With $100M In Funding, Carbon3D Will Make 3D Manufacturing A Reality

Carbon3D, a startup building 3D printers for manufacturers, has pulled in $100 million in new funding to move 3D printing out of the prototyping phase and into production.

Google Ventures led the Series C round, joined by new investors Yuri Milner, Reinet Investments, and F.I.S., along with existing investors Sequoia Capital, Silver Lake Kraftwerk, and Northgate Capital.

If Carbon3D’s printers look like something out of a Terminator movie, it’s because that’s where co-founder Joseph DeSimone drew the inspiration for the technology. The printers are powered by a photochemical process, rather than the layer-by-layer process of traditional 3D printers, which allows them to print functional parts at 100 times the speed of existing printers.

“This is the first 3D printing tech that really has the potential to break out of the prototyping realm that 3D printing has been relegated to until now,” says Andy Wheeler, who led the Carbon3D investment for Google Ventures. “For one because of the sheer speed, but perhaps even more importantly due to the range of materials.”

Carbon3D can print everything from a remote control to the arm of a chair by utilizing a variety of materials that a typical 3D printer cannot.

The company is already working with a dozen large manufacturers spanning the automotive, aerospace, and consumer electronics industries, including Ford and special effects studio Legacy Effects.

Many of the parts Carbon3D’s printers are churning out were previously made with injection molding, which gets expensive if you’re only creating a handful of parts.
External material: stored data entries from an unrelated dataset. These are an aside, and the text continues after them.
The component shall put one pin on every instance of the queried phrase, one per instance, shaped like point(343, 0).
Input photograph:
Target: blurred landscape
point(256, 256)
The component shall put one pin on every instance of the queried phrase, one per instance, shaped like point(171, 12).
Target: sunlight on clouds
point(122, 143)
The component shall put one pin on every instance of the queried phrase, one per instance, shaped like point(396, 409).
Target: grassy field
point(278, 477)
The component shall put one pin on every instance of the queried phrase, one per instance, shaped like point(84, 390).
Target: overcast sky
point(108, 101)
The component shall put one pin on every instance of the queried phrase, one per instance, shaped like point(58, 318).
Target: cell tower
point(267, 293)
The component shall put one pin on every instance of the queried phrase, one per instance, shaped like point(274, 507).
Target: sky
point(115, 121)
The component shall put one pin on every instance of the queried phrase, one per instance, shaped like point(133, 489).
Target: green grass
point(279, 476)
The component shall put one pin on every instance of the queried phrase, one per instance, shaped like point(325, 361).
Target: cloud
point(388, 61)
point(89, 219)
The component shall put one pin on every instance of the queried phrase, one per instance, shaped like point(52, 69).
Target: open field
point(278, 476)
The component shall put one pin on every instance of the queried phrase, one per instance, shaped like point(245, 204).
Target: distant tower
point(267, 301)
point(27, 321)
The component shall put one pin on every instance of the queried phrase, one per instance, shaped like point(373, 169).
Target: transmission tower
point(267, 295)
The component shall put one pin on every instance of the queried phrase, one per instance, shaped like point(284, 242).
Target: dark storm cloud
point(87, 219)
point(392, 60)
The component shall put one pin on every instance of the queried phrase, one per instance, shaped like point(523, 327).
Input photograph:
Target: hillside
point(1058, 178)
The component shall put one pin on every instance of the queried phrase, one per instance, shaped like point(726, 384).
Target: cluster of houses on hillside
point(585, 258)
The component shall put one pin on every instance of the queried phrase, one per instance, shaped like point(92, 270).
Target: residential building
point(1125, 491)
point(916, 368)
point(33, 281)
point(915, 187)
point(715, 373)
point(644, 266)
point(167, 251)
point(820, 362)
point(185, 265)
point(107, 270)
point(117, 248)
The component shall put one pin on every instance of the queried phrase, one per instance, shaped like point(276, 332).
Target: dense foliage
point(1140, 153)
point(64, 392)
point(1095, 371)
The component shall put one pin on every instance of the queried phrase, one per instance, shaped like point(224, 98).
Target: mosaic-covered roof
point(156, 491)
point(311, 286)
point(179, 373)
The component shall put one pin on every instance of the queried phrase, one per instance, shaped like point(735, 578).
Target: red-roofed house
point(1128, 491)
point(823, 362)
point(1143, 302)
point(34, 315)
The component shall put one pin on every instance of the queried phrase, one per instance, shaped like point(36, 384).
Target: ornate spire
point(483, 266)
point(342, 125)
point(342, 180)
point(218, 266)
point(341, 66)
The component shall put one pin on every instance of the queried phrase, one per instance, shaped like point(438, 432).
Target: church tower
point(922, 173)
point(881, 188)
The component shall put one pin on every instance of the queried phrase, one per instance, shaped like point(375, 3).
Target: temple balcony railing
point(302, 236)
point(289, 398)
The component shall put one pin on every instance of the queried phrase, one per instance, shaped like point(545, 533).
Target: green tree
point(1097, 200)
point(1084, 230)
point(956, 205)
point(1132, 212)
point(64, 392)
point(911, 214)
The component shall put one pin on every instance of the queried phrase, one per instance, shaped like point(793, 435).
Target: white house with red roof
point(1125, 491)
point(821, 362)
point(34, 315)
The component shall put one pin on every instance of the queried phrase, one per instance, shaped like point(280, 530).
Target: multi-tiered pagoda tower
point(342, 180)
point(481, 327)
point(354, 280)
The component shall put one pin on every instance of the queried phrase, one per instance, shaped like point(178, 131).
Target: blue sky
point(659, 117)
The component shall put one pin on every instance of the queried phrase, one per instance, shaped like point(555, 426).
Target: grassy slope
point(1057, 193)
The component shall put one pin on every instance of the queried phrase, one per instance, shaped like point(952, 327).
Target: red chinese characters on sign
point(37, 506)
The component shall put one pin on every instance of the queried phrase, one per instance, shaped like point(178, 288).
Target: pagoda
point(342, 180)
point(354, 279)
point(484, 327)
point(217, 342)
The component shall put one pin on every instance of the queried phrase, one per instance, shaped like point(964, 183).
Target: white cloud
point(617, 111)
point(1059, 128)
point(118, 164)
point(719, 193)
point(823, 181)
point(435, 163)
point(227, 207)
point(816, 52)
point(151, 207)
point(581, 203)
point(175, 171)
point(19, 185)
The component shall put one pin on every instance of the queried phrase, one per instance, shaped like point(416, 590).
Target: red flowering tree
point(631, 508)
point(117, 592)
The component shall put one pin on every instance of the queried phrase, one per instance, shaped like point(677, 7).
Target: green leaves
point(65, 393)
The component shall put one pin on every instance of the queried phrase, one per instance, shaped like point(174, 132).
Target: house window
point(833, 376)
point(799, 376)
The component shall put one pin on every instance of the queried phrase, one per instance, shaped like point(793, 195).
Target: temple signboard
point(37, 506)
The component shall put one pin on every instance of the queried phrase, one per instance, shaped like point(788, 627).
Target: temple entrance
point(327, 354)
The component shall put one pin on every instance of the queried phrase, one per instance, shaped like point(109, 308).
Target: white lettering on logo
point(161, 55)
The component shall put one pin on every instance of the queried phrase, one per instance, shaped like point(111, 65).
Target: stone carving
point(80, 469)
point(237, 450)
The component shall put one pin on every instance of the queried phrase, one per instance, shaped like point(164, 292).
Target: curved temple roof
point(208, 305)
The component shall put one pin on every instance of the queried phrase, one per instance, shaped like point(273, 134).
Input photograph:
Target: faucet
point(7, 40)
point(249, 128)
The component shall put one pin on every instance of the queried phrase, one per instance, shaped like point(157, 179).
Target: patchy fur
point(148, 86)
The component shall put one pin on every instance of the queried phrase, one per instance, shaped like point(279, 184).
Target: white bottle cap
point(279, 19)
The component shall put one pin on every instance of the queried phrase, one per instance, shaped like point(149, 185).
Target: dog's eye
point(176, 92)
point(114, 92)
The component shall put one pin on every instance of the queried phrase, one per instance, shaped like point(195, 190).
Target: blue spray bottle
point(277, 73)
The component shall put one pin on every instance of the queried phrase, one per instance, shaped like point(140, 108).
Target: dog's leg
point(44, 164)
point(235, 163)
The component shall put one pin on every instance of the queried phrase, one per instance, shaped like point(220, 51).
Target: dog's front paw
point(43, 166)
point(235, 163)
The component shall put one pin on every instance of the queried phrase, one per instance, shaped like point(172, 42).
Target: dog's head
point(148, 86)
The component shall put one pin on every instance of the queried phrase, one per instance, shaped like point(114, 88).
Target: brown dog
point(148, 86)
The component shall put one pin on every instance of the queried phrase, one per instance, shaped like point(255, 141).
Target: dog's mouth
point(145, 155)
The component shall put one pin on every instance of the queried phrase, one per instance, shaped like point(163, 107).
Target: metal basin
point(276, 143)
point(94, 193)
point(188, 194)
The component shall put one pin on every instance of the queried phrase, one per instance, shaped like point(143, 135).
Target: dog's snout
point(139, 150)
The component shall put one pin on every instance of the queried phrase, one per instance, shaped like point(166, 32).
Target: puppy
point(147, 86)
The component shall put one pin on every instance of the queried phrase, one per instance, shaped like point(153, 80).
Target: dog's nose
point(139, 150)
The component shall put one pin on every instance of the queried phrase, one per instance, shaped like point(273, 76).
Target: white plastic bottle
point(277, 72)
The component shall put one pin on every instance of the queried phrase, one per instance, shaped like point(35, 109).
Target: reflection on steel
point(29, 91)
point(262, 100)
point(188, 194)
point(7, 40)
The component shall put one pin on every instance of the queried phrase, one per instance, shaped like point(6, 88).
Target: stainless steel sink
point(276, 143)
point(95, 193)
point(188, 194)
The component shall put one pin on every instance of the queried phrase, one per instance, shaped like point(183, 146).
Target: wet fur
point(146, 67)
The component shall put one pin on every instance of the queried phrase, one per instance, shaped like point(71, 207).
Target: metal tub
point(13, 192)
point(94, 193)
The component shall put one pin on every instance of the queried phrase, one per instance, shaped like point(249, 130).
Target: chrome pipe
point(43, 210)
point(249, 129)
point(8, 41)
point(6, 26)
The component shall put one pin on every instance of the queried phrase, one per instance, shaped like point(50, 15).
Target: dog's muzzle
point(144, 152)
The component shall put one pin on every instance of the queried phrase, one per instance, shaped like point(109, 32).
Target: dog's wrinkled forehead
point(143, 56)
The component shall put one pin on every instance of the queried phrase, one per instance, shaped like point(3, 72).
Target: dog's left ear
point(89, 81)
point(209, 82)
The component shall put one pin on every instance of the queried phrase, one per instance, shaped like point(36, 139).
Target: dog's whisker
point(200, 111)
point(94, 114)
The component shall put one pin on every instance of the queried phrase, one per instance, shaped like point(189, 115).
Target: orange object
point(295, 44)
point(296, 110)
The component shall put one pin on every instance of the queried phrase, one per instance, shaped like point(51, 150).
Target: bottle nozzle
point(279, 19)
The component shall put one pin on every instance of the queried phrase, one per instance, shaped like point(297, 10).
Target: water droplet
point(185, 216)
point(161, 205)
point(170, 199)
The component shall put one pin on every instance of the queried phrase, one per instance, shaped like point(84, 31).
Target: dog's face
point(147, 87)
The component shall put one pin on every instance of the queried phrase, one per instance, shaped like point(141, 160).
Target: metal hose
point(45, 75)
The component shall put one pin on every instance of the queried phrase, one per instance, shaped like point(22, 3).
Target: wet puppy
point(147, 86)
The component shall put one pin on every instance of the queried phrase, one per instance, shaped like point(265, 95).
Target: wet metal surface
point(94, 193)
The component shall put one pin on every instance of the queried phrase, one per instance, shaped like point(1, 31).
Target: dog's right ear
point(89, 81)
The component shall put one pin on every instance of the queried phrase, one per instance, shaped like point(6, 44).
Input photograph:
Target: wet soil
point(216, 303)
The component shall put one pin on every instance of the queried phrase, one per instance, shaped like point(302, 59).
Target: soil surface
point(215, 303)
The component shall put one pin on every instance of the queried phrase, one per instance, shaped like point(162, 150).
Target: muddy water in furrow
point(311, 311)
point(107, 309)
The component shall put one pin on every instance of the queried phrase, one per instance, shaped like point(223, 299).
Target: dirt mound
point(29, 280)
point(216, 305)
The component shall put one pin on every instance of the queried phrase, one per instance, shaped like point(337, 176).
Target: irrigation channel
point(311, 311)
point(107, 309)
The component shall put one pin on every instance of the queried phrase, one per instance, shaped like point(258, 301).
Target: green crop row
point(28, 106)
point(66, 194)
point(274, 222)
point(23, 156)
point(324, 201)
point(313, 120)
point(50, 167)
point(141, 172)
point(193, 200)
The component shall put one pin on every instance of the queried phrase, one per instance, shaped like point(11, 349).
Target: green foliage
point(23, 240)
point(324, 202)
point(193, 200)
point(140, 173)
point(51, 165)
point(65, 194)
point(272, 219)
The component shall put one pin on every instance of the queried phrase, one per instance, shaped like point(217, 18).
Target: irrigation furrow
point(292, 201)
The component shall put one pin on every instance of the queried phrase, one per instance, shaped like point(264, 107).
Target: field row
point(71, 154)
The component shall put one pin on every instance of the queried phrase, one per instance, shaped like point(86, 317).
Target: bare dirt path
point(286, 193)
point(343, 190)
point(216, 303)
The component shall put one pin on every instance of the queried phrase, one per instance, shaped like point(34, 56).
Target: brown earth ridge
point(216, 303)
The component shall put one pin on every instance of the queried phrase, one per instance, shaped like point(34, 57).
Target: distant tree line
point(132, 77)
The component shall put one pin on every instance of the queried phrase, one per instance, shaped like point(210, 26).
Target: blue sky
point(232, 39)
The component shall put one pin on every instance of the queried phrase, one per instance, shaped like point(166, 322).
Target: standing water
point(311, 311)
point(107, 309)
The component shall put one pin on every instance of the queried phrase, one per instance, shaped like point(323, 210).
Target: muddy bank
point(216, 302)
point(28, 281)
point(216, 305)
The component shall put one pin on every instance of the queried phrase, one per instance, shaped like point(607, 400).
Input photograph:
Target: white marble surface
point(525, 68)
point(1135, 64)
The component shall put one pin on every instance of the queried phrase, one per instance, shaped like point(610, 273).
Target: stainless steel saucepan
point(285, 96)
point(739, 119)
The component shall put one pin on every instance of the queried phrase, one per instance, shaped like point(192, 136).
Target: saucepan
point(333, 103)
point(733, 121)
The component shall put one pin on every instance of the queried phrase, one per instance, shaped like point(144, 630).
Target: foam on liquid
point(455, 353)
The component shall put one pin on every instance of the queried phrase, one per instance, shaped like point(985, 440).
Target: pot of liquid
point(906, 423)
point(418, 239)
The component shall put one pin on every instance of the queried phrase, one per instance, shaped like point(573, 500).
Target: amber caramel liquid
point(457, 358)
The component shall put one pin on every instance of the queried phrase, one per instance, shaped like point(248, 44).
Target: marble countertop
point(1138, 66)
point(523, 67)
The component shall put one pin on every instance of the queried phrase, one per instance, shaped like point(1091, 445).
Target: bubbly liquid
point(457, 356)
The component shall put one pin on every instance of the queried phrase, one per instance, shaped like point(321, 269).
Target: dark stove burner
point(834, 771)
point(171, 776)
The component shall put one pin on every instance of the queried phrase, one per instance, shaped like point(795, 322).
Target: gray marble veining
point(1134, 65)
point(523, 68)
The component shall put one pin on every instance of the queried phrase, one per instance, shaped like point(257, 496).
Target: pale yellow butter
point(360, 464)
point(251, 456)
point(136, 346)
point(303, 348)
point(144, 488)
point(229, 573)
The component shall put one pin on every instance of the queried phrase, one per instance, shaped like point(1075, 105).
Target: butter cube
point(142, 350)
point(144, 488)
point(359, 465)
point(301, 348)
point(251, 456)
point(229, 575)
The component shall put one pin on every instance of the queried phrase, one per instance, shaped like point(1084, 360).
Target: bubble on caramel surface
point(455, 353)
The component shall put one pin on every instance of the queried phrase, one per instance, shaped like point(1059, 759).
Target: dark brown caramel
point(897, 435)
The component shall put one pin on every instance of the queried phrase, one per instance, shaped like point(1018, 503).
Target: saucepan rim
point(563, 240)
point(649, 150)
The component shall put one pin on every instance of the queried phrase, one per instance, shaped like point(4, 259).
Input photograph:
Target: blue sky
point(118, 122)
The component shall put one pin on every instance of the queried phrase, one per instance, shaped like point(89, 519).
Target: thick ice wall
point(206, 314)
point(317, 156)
Potentially the most exciting aspect, though, is that this technology makes it possible to create an entirely new range of structures and parts.

Instead of using steel to build certain high-strength components of an airplane, for instance, Carbon3D would be able to 3D print a lightweight alternative by shaping plastic into a form previously impossible to manufacture.

Currently in beta, the company will begin selling its industrial-scale printers to manufacturers later this year.